12th Director-General of the GBC
- In office August 2002 – November 2005
- Nominated by: National Media Commission
- President: John Kufuor
- Preceded by: Seth Ago-Adjetey
- Succeeded by: Yaw Owusu Addo (acting)

Personal details
- Born: Eva Naa Merley Lokko
- Died: 6 October 2016 (aged 64)
- Party: Progressive People's Party
- Spouse: Nii K. Bentsi-Enchill
- Children: 2
- Education: Wesley Girls' High School
- Occupation: Civil Servant; Politician;
- Profession: Engineer

= Eva Lokko =

Ghanaian Engineer and Television Executive

Eva Naa Merley Lokko (died 6 October 2016) was a Ghanaian civil servant, engineer and politician. She was the first woman to be chosen as the vice-presidential candidate of the Progressive People's Party (PPP).

She partnered the flagbearer of the PPP, Paa Kwesi Nduom in the 2012 presidential and parliamentary elections. She was also the first female Director General of the Ghana Broadcasting Corporation.

==Early life and education==
Lokko was from a Ga-Adangbe ethnic group. Lokko attended Wesley Girls' High School in Cape Coast, where she was a student athlete and sports captain who competed and won trophies in hurdles, javelin 100-metres, relays and high jump. She was an engineer by profession and held master's degree in Satellite Communications Engineering from the then Soviet Union (USSR) and a master's degree in Intelligent Management Systems, System Analysis and Design from the United Kingdom.

==Working life==
Lokko was the first satellite communications engineer and the first woman engineer to be employed at the Ghana Broadcasting Corporation (GBC) in 1972. She was part of the engineering team that installed and maintained Ghana's first colour television infrastructure in 1985.

She worked in more than forty countries across the world in various capacities. She served as regional programmes coordinator of the United Nations Development Programme initiative for Internet development in Africa.

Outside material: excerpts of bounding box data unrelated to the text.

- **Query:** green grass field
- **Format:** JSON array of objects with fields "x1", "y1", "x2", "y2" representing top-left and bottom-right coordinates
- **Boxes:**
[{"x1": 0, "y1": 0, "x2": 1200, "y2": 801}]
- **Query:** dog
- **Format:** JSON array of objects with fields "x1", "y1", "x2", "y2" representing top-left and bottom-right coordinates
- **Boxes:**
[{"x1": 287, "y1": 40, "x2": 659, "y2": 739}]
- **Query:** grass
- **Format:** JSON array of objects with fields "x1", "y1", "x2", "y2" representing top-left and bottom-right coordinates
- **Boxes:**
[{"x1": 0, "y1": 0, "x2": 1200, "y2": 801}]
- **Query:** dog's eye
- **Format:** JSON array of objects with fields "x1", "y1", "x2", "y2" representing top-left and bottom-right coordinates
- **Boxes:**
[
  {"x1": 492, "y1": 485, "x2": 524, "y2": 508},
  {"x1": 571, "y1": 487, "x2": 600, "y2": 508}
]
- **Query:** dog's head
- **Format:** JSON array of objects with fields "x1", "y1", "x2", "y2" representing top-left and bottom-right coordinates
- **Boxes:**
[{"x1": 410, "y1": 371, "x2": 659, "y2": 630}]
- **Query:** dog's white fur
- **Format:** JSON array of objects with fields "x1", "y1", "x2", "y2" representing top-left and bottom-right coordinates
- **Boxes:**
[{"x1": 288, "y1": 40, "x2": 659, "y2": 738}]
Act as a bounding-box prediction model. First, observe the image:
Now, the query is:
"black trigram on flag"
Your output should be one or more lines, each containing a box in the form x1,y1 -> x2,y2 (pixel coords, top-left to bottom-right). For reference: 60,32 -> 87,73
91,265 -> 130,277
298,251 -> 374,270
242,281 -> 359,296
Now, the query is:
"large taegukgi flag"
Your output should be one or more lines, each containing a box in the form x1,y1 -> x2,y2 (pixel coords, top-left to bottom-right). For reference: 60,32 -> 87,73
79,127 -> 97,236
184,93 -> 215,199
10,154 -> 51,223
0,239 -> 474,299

She also served with the United Nations for thirteen years and as chair of the UN Federation of International Civil Servants Association and the United Nations Staff Council and as a member of the UNDP News Advisory Board.

In 2002, she was appointed Director-General of the GBC, becoming the first and only woman to hold that position since the corporation was established in 1953. She worked in that role until 2005 when she was replaced by Yaw Owusu Addo.

Lokko was also the chief executive officer of Totally Youth, a non-governmental organization (NGO) based in Accra, Ghana.

She was a member of the Regent University College of Science and Technology council, and after her death the university honored her memory by instituting a scholarship scheme "Eva Lokko Scholarship" for highly capable but needy female students.

== Political career ==

=== Vice presidential bid ===
She was a member of the Progressive People's Party. In the lead up to the 2012 Ghanaian presidential election, she was chosen by the founder and flagbearer of the Progressive People's Party, Paa Kwesi Nduom as his running mate, making her the first woman to be selected as a vice presidential candidate for the party. At the end of the elections the incumbent president, John Dramani Mahama of the National Democratic Congress emerged winner with 5,574,761 votes whilst the PPP placed third with 64,362 votes.

=== Member of parliament bid ===
Ahead of the 2016 elections, Lokko had declared her intention to stand for the parliamentary elections for Klottey Korley Constituency on the ticket of the PPP. Until her death she was billed to compete in a tough contest against Zanetor Agyeman-Rawlings of the National Democratic Congress (NDC), daughter of Jerry Rawlings, and Philip Addison of the New Patriotic Party (NPP). The election was subsequently won by Zanetor Agyeman-Rawlings.

==Religious life==
Eva Lokko was a Christian and a member of the Methodist Church of Ghana. She was a member of the highest decision-making bodies of the church—Conference and Synod. She was also the chairperson of the Youth Advisory Board and served on other committees of the church in various capacities. She also served as the church's National ICT consultant.

==Personal life==
Lokko hailed from the Greater Accra Region of Ghana and was fluent in several local and international languages. She spoke Ga, Twi, English, Russian and French. She was married to Nii K. Bentsi-Enchill and together they had two children.

== Death and burial ==
She died on 6 October 2016 at the age of 64, in the United States of America, where she was receiving treatment after a short battle with ill-health. She was buried on 18 November 2016 at the Osu cemetery after a memorial service was held at the forecourt of the State House. The service was attended by notable politicians and civil servants including the flagbearer of PPP, Paa Kwesi Nduom and his running mate Brigitte Dzogbenuku, Naana Jane Opoku Agyeman the then Minister of Education, Stephen Adei a former rector of the GIMPA and her contenders for the Klottey Korle constituency, Zanetor Agyeman-Rawlings of the NDC, daughter of former president Rawlings and Phillip Addison of the NPP.